Set @ var1 = (select MAX (updatetime) from tt2 );

Insert into test. temp values (2, @ var1 );

Because conn corresponds to a connection to mysql (database instance name ),

However, we saved both the snapshot table and tt1 table to test (database instance name.

 

In the preceding figure, the corresponding statement is to insert two row record tuples In the temp table.

The temp. lastTime field corresponding to the tuples with id 1 is the latest updateTime value selected from the tt1 table,

The temp. lastTime field corresponding to the tuples whose id is 2 is the latest updateTime value selected from the tt2 table.

Of course, id is used to provide a reference for subsequent switch operations. It is used to indicate whether the latest updateTime is from tt1 or tt2,

You can also use the tableName varchar (50) field to store the database corresponding to the latest updateTime. The name of the data table is also acceptable.

 

Main_thread.tt1_tt2_syn.Transformation:

First, create a connection to the temp table of the test database,

Select the record with the latest lastTime value in the temp table

The corresponding id number.

First, sort the lastTime field in temp in descending order,

Select the id and set the selected record to only one row.

Then, select a switch based on the value of id.

Here LZ is very keen to use, SQL Executor,

However, it cannot return the corresponding id value.

However, the corresponding id value can be returned for table input,

And received by the switch.

 

 

When the corresponding switch id = 1: tt1 update tt2

Pay attention to the selection of new and old data sources for row comparison.

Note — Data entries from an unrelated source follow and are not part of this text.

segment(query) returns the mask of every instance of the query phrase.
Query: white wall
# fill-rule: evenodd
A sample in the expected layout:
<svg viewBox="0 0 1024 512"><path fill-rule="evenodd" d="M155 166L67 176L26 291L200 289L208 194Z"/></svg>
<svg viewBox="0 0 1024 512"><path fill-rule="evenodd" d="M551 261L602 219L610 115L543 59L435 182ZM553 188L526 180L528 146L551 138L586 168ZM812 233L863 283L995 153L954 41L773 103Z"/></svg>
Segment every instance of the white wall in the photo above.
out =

And Target table Selection in Insert/Update

 

When the corresponding switch id is 2: tt2 updates tt1

Pay attention to the selection of new and old data sources for row comparison.

And Target table Selection in Insert/Update

 

 

 

However, adding a column will waste a lot of space,

Therefore, after the synchronization ends, use the finish operation step to delete the updateTime field.

This corresponds to the prepare operation in Main.

Main. finish

 

 

 

 

In this case, the experiment environment has been set up,

Next, we will test the experiment data and write it to the next blog.

Of course, triggers are also a good method for synchronization. Please write them to your blog later ~

 

Compared with triggers, the timestamp method is simple and common,

However, the timestamp field in the database table is very free and cannot be deleted,

That is to say, when a row of records is deleted in a table, the table should be used as a new table to update other tables. However, the deletion timestamp cannot be recorded because there is no attachment.

 

 

 

 

 

 

 

 

 

 

 

Related Article

Contact Us

The content source of this page is from Internet, which doesn't represent Alibaba Cloud's opinion; products and services mentioned on that page don't have any relationship with Alibaba Cloud. If the content of the page makes you feel confusing, please write us an email, we will handle the problem within 5 days after receiving your email.

If you find any instances of plagiarism from the community, please send an email to: info-contact@alibabacloud.com and provide relevant evidence. A staff member will contact you within 5 working days.

A Free Trial That Lets You Build Big!

Start building with 50+ products and up to 12 months usage for Elastic Compute Service

  • Sales Support

    1 on 1 presale consultation

  • After-Sales Support

    24/7 Technical Support 6 Free Tickets per Quarter Faster Response

  • Alibaba Cloud offers highly flexible support services tailored to meet your exact needs.